2025-01-14
My bug reports are mostly done for work these days
These days, I almost entirely report bugs in open source software as part of my work. A significant part of this is that most of what I stumble over bugs in are things that work uses (such as Ubuntu or OpenBSD), or at least things that I mostly use as part of work. There are some consequences of this that I feel like noting today.
The first is that I do bug investigation and bug reporting on work time during work hours, and I don't work on "work bugs" outside of that, on evenings, weekends, and holidays. This sometimes meshes awkwardly with the time open source projects have available for dealing with bugs (which is often in people's personal time outside of work hours), so sometimes I will reply to things and do additional followup investigation out of hours to keep a bug report moving along, but I mostly avoid it. Certainly the initial investigation and filing of a work bug is a working hours activity.
(I'm not always successful in keeping it to that because there is always the temptation to spend a few more minutes digging a bit more into the problem. This is especially acute when working from home.)
The second thing is that bug filing work is merely one of the claims on my work time. I have a finite amount of work time and a variety of things to get done with varying urgency, and filing and updating bugs is not always the top of the list. And just like other work activity, filing a particular bug has to convince me that it's worth spending some of my limited work time on this particular activity. Work does not pay me to file bugs and make open source better; they pay me to make our stuff work. Sometimes filing a bug is a good way to do this but some of the time it's not, for example because the organization in question doesn't respond to most bug reports.

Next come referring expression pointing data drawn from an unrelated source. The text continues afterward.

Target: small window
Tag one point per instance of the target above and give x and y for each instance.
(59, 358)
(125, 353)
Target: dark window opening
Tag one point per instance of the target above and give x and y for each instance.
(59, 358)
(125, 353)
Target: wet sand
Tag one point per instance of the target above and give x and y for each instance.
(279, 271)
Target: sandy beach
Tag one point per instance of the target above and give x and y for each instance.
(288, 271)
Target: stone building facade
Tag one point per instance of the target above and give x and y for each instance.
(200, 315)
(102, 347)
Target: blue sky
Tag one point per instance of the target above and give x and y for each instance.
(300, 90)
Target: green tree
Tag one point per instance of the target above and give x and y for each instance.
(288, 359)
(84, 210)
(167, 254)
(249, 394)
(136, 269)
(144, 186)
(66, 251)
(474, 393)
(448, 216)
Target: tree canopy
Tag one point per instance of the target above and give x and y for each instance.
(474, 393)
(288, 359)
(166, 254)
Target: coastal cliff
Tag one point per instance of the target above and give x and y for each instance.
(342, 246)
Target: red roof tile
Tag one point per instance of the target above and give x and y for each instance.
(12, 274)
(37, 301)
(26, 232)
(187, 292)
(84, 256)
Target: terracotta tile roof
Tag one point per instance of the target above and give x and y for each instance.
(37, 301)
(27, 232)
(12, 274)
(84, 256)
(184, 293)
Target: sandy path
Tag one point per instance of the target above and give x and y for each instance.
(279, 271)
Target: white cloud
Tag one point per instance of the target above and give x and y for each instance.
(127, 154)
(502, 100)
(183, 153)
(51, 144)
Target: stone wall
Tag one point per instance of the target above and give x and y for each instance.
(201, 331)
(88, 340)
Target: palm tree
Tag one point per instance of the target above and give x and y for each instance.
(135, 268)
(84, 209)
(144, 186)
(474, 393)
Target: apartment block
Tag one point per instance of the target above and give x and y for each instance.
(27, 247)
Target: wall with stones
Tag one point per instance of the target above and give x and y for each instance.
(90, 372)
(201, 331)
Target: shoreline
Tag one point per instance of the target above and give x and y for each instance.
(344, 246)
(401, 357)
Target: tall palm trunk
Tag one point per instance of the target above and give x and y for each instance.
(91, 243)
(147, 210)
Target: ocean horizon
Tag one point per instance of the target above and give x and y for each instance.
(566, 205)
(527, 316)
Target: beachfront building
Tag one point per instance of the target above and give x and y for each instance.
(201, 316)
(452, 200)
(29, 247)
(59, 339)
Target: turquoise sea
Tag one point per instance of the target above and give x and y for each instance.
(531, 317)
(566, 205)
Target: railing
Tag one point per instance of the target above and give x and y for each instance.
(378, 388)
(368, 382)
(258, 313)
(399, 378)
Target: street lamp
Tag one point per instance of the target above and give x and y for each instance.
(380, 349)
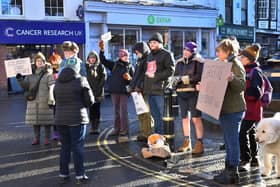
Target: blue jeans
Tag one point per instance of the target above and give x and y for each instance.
(72, 140)
(156, 103)
(230, 124)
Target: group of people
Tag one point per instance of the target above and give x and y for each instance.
(73, 86)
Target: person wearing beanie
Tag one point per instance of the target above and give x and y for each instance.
(38, 112)
(254, 112)
(73, 96)
(189, 68)
(71, 59)
(142, 50)
(121, 74)
(232, 111)
(96, 76)
(160, 66)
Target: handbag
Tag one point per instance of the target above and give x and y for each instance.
(30, 95)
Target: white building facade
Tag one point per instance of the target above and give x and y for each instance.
(130, 21)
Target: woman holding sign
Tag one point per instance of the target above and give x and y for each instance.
(232, 111)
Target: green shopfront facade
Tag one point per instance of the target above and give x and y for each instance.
(130, 23)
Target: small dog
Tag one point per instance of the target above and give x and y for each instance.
(268, 136)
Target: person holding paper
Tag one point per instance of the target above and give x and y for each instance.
(96, 76)
(39, 111)
(121, 75)
(189, 69)
(160, 66)
(141, 49)
(232, 111)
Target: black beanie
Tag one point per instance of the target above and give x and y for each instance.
(156, 37)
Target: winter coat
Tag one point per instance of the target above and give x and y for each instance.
(164, 69)
(253, 93)
(234, 100)
(116, 83)
(73, 95)
(96, 77)
(38, 111)
(192, 67)
(137, 81)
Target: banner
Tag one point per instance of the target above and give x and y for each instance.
(213, 87)
(21, 65)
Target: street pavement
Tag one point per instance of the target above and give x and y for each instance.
(107, 161)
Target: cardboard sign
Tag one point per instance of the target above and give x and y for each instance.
(152, 67)
(21, 65)
(106, 37)
(213, 87)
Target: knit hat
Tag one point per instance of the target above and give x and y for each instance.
(191, 47)
(41, 56)
(156, 37)
(70, 46)
(252, 52)
(123, 52)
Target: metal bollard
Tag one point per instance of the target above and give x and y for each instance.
(168, 119)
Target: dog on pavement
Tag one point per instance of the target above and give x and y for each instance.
(268, 136)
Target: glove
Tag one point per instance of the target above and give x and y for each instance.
(19, 76)
(101, 45)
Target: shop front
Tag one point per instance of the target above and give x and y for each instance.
(129, 23)
(25, 38)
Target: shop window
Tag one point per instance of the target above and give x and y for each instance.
(263, 11)
(11, 7)
(54, 8)
(123, 39)
(205, 43)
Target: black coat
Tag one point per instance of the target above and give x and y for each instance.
(72, 95)
(116, 82)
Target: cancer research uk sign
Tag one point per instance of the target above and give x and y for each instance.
(213, 87)
(41, 32)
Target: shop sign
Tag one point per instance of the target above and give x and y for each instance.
(35, 32)
(151, 19)
(241, 32)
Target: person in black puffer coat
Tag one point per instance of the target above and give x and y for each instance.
(96, 76)
(73, 95)
(121, 75)
(141, 49)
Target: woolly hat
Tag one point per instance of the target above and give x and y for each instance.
(123, 52)
(156, 37)
(191, 47)
(252, 52)
(41, 56)
(70, 46)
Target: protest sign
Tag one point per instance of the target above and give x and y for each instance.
(21, 65)
(213, 87)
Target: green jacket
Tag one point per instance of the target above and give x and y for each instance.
(234, 100)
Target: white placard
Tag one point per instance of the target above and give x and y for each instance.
(21, 65)
(106, 37)
(140, 105)
(213, 87)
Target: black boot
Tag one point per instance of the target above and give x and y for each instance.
(94, 126)
(229, 176)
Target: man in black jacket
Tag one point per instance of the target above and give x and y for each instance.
(160, 66)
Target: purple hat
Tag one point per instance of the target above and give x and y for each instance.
(191, 46)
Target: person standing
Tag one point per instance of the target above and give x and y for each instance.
(73, 96)
(254, 112)
(189, 68)
(121, 75)
(39, 111)
(141, 49)
(232, 111)
(160, 66)
(96, 76)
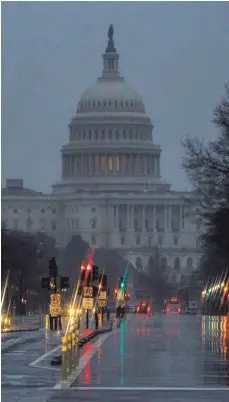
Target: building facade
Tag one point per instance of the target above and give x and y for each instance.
(111, 191)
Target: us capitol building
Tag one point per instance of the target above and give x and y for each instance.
(111, 191)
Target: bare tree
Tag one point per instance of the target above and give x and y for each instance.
(207, 166)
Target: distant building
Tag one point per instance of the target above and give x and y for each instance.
(111, 191)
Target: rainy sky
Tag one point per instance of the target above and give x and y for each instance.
(176, 55)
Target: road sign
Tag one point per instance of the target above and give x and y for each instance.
(55, 300)
(120, 303)
(120, 295)
(54, 311)
(88, 303)
(102, 303)
(88, 291)
(103, 296)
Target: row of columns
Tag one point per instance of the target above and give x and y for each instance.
(126, 220)
(105, 164)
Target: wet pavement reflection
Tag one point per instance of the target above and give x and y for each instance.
(215, 339)
(161, 351)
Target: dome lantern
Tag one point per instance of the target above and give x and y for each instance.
(110, 59)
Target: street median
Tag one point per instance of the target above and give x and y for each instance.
(57, 360)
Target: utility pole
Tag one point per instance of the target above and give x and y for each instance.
(50, 283)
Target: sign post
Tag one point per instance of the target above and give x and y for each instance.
(88, 302)
(54, 309)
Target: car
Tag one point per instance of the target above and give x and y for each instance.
(143, 308)
(172, 306)
(130, 309)
(5, 321)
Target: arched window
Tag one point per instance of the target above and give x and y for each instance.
(189, 263)
(110, 164)
(182, 279)
(93, 223)
(177, 264)
(117, 163)
(164, 262)
(102, 163)
(29, 223)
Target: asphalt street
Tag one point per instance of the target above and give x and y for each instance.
(165, 357)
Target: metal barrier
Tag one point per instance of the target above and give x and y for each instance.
(27, 322)
(70, 355)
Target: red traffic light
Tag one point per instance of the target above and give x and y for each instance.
(89, 267)
(82, 267)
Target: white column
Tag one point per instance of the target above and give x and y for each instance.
(170, 217)
(154, 218)
(132, 216)
(165, 218)
(117, 217)
(158, 165)
(114, 216)
(181, 212)
(143, 218)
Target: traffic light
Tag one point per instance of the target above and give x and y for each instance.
(64, 282)
(80, 288)
(52, 268)
(82, 272)
(121, 284)
(103, 280)
(89, 273)
(45, 283)
(95, 291)
(95, 273)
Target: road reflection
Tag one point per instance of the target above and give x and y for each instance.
(215, 338)
(85, 375)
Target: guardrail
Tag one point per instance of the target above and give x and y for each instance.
(23, 323)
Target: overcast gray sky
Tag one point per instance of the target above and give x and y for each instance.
(176, 55)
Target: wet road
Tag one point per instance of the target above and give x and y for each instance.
(173, 358)
(165, 352)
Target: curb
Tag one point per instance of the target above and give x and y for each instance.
(57, 361)
(19, 330)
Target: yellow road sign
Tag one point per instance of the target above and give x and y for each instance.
(102, 303)
(88, 303)
(103, 296)
(54, 311)
(88, 291)
(120, 295)
(55, 299)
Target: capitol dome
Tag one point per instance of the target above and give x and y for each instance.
(111, 136)
(110, 93)
(114, 95)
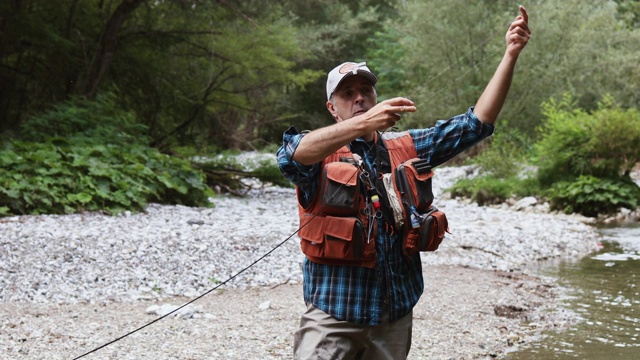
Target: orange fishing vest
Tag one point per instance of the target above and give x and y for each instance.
(336, 229)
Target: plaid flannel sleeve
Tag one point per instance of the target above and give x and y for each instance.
(449, 138)
(303, 176)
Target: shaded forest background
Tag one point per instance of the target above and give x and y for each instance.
(137, 82)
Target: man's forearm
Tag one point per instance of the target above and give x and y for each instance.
(493, 97)
(320, 143)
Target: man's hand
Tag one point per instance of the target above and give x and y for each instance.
(385, 114)
(518, 33)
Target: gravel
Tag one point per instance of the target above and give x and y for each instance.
(72, 283)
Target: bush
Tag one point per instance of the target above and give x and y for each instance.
(50, 179)
(586, 158)
(573, 143)
(89, 155)
(591, 196)
(489, 189)
(506, 153)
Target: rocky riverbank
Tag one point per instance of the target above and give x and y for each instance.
(71, 283)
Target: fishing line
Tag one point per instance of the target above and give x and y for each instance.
(224, 282)
(464, 57)
(305, 224)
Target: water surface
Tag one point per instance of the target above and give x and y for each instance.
(605, 293)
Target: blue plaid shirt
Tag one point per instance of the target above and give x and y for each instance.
(357, 294)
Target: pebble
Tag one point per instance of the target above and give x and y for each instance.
(169, 251)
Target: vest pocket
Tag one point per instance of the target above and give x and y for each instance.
(432, 229)
(340, 189)
(413, 179)
(337, 238)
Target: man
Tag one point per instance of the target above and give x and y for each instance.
(360, 282)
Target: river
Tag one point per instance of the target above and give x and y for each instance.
(605, 293)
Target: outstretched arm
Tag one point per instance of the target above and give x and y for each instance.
(319, 143)
(492, 99)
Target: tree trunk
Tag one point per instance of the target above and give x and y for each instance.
(107, 47)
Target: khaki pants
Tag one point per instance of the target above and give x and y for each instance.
(323, 337)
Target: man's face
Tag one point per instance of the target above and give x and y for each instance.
(355, 96)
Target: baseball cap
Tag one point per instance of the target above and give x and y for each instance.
(346, 70)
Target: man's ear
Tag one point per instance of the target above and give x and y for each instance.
(332, 109)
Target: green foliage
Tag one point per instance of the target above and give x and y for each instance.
(226, 170)
(586, 157)
(442, 55)
(489, 189)
(45, 178)
(573, 142)
(591, 196)
(81, 121)
(506, 154)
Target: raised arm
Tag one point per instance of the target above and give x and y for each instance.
(492, 99)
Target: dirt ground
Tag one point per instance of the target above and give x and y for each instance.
(464, 314)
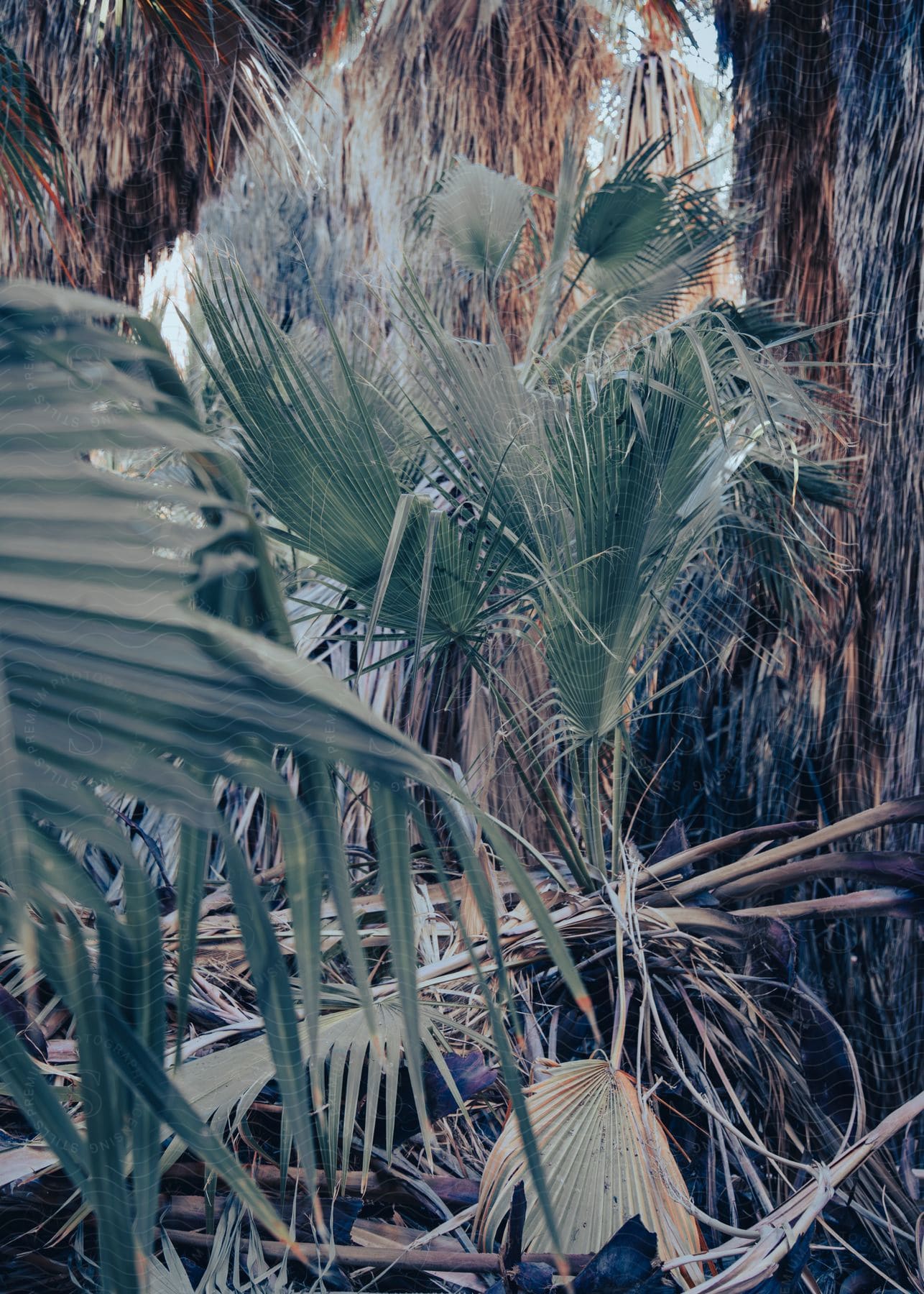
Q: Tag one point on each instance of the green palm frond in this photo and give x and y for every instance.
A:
(481, 215)
(114, 674)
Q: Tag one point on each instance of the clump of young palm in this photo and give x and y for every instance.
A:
(559, 501)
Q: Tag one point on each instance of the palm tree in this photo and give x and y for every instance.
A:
(147, 651)
(148, 105)
(828, 122)
(501, 84)
(816, 153)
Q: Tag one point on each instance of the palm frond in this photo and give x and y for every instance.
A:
(606, 1158)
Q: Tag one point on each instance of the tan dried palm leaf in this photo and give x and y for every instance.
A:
(606, 1158)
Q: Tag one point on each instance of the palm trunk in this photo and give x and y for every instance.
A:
(153, 124)
(830, 155)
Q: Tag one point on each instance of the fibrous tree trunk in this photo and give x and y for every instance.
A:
(502, 84)
(830, 160)
(152, 121)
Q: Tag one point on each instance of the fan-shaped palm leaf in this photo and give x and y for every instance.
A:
(606, 1160)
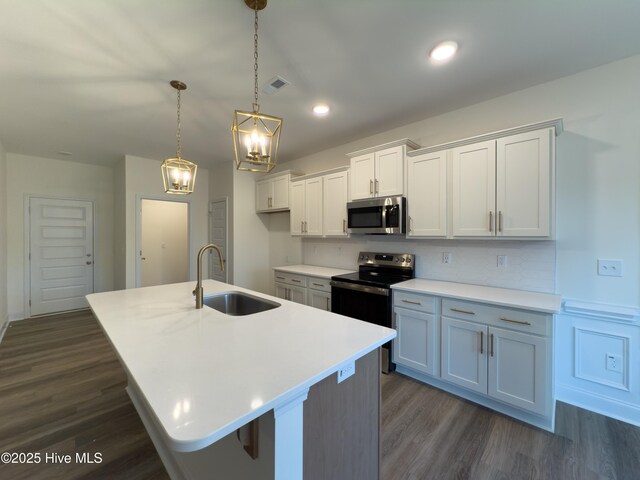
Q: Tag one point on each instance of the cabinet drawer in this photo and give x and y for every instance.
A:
(321, 284)
(503, 317)
(414, 301)
(290, 279)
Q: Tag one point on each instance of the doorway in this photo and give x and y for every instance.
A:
(218, 235)
(164, 242)
(61, 265)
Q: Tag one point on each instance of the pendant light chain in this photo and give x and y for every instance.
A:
(256, 107)
(178, 136)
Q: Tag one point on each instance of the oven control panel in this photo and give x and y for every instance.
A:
(387, 259)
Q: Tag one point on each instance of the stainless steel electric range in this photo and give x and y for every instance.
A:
(366, 294)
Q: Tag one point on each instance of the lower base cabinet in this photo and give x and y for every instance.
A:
(501, 356)
(312, 291)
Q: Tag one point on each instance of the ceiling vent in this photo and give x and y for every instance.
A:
(275, 84)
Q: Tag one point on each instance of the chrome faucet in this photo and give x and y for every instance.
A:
(199, 292)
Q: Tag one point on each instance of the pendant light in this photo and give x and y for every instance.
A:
(256, 136)
(178, 174)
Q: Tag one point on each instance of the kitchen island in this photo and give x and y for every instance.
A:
(197, 376)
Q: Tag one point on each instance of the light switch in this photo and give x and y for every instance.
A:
(610, 268)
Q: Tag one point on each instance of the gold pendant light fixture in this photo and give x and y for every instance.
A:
(256, 136)
(178, 174)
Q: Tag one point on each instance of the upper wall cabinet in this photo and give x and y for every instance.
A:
(272, 192)
(319, 204)
(379, 171)
(427, 194)
(502, 187)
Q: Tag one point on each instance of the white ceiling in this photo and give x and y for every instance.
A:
(91, 76)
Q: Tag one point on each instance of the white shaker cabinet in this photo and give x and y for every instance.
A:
(335, 197)
(379, 171)
(427, 194)
(502, 187)
(272, 192)
(417, 343)
(306, 207)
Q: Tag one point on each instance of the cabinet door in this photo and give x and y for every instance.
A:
(297, 207)
(389, 169)
(298, 294)
(416, 345)
(464, 354)
(427, 195)
(334, 199)
(318, 299)
(473, 189)
(518, 369)
(362, 176)
(264, 195)
(280, 195)
(313, 206)
(523, 184)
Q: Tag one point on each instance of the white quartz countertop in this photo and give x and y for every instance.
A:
(204, 374)
(541, 302)
(313, 271)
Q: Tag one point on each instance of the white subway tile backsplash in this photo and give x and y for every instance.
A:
(530, 266)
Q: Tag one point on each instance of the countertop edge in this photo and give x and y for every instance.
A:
(548, 303)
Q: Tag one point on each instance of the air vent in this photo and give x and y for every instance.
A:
(275, 84)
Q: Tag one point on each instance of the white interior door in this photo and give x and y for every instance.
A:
(164, 242)
(60, 254)
(218, 235)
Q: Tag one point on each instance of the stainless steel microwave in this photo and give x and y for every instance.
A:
(377, 216)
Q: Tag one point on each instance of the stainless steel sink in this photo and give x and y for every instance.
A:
(238, 303)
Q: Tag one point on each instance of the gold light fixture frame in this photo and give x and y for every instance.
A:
(256, 136)
(179, 174)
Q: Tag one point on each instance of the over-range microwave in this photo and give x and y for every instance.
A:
(377, 216)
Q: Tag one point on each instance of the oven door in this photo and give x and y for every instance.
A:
(370, 304)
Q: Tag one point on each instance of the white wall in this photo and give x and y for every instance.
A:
(58, 179)
(4, 312)
(143, 179)
(221, 186)
(598, 171)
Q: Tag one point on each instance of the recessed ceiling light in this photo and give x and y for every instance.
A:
(321, 110)
(443, 51)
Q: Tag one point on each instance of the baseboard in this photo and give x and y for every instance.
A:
(606, 406)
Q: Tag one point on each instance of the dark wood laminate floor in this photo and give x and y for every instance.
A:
(62, 391)
(430, 434)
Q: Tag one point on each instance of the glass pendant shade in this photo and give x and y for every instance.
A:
(179, 175)
(255, 140)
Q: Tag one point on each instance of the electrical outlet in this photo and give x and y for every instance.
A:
(614, 362)
(610, 268)
(346, 371)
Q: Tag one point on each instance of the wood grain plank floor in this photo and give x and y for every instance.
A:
(62, 391)
(430, 434)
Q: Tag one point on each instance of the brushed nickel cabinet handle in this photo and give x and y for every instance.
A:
(519, 322)
(462, 311)
(411, 302)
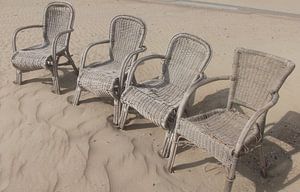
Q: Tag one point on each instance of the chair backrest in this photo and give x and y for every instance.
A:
(256, 76)
(187, 56)
(127, 34)
(59, 16)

(Even when it's useful in general to file a bug report because it will result in the issue being fixed at some point in the future, we generally need to deal with the problem today, so filing the bug report may take a back seat to things like developing workarounds.)
Another consequence is that it's much easier for me to make informal Fediverse posts about bugs (often as I discover more and more disconcerting things) or write Wandering Thoughts posts about work bugs than it is to make an actual bug report. Writing for Wandering Thoughts is a personal thing that I do outside of work hours, although I write about stuff from work (and I can often use something to write about, so interesting work bugs are good grist).
(There is also that making bug reports is not necessarily pleasant, and making bad bug reports can be bad. This interacts unpleasantly with the open source valorization of public work. To be blunt, I'm more willing to do unpleasant things when work is paying me than when it's not, although often the bug reports that are unpleasant to make are also the ones that aren't very useful to make.)
PS: All of this leads to a surprisingly common pattern where I'll spend much of a work day running down a bug to the point where I feel I understand it reasonably well, come home after work, write the bug up as a Wandering Thoughts entry (often clarifying my understanding of the bug in the process), and then file a bug report at work the next work day.